But all that only seems possible IF the Democrats win both houses of Congress and the Presidency again in November.
The theory is that two defeats administered by the right wing Supreme Court by 5-4 margins, on top of the Citizens United case and the Bush V. Gore case of twelve years ago would so galvanize the American people, who are progressives, to organize, unify, vote en masse to promote the necessary changes.
But when one considers the great edge financially that the right wing has with billionaires ready to spend hundreds of millions of dollars individually to back Mitt Romney and the Republican Party in Congress, including the Koch Brothers and Sheldon Adelson among others, one has to wonder if even such organization and unity and discipline by progressives will be enough, particularly when added to the active campaigns of Republican Governors to purge the voting rolls, and defy the Voting Rights Act of 1965.
One can hope for the best on all fronts, but it is hard not to be pessimistic and a bit depressed on this Sunday before the storm likely to erupt this week, by a one vote margin created by the outrage of George W. Bush being selected President over Al Gore a dozen years ago, and still reverberating in 2012 and, likely, beyond!

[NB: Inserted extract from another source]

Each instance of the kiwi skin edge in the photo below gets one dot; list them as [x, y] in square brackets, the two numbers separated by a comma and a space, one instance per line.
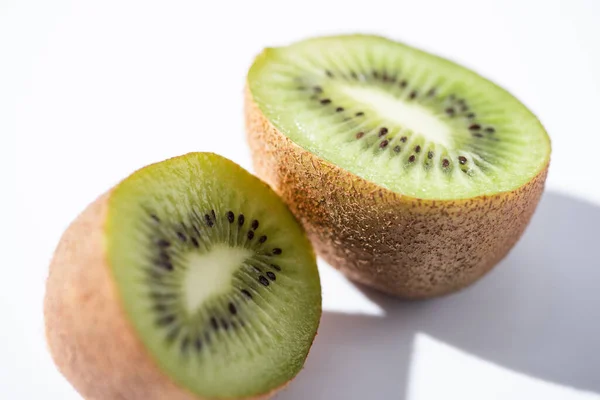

Professor, it’s always darkest before the dawn as they say. I love the first line of the attached linked column:
“The test of a first rate intelligence is the ability to hold two oppossed ideas in mind at the same time and still retain the ability to function”.
—F. Scott Fitzgerald
While the attached column is more a comment on the Massachusetts judicial system, there are similarities in the thought process and a great civics lesson in the commentary.